Je verrai ce jeune homme, interrompit l’Espagnol, qui reprit le chemin du bivac dont il s’était éloigné, tandis que Cuchillo le suivait en se disant d’un ton sérieux :

— Que diable pouvait-il avoir à me demander s’il y a longtemps que je possède mon cheval ?… Voyons, l’animal a bronché, c’est à ce moment qu’il m’a interrogé, qu’il m’a menacé… Je n’y comprends rien, mais je me défie de ce que je ne comprends pas. »

Quand Arechiza et Cuchillo regagnèrent l’endroit de la halte, une certaine agitation y régnait. Les chevaux, dispersés de part et d’autre, s’étaient réunis non loin du campement, tout alentour de la jument capitana, et la flamme du foyer éclairait de lueurs fauves leurs yeux brillants ; le cou tendu vers leurs gardiens, ils semblaient vouloir se mettre sous la protection de l’homme. Parfois un hennissement de terreur se faisait bruyamment entendre au milieu de ce groupe d’animaux effrayés. Il était évident que l’instinct leur faisait redouter un danger encore éloigné.

« C’est quelque jaguar qui rôde par ici, disait un des domestiques, et nos animaux le sentent de loin.

— Bah ! disait un autre, le jaguar n’attaque que les poulains ; il n’oserait se hasarder à attaquer un cheval vigoureux.

— Vous croyez cela, vous ? reprit le premier ; eh bien, demandez à Benito, que voici, ce qu’il advint à l’endroit d’un beau et fort cheval qu’il aimait beaucoup. »

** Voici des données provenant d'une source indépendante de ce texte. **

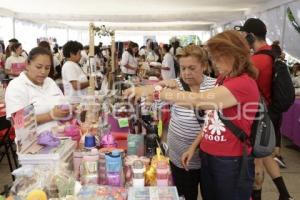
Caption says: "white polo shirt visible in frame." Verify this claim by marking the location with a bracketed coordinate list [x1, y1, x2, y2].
[5, 72, 65, 133]
[5, 52, 26, 79]
[120, 51, 138, 74]
[161, 53, 176, 80]
[61, 61, 88, 97]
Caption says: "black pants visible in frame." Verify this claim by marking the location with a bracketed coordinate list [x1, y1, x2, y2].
[268, 108, 282, 147]
[200, 152, 254, 200]
[170, 162, 201, 200]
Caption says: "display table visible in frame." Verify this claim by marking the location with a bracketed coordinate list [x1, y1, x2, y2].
[281, 99, 300, 147]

Benito s’avança vers les deux interlocuteurs :

« Un jour, dit-il, ou plutôt une nuit comme celle-ci, je m’étais fort éloigné de l’hacienda del Venado, où je servais alors, et j’avais pris le parti de passer la nuit près de la source de l’Ojo de Agua. J’avais attaché mon cheval assez loin de moi, dans un endroit où l’herbe était plus drue, et je dormais comme on dort quand on a fait vingt lieues dans la journée, lorsque je fus éveillé par des rugissements et des hennissements de tous les diables. Il faisait un clair de lune à y voir comme en plein jour. Effrayé du sabbat infernal que j’entendais, je voulus rallumer mon feu ; mais il s’était éteint, et j’eus beau souffler, je n’en pus tirer la moindre étincelle. Tout à coup je vis passer au galop mon cheval qui, au risque de s’étrangler, avait rompu la reata (la longe) que je lui avais passée au cou. « Bon, me dis-je, au lieu d’un cheval qui me manquait, je vais en avoir deux à chercher. » J’avais à peine fait cette réflexion, que je distinguai au clair de lune, bondissant après mon cheval, un superbe jaguar en pleine poursuite. Il semblait à peine toucher la terre, car chacun de ses bonds le transportait à vingt pieds plus loin. Je compris que mon cheval était perdu. Je prêtai l’oreille avec anxiété, mais je n’entendis plus rien. Ce ne fut qu’au bout d’un quart d’heure, qui me sembla bien long, que le vent m’apporta un effroyable rugissement…

Un tressaillement d’effroi interrompit le narrateur :

« Virgen santa ! s’écria-t-il, c’était comme celui-ci ! »

Un rauquement formidable venait en effet d’éclater non loin de la Poza, et de couper la parole à Benito. Un silence profond lui succéda, pendant lequel un souffle de terreur sembla planer dans l’atmosphère au-dessus de la tête des hommes et des animaux.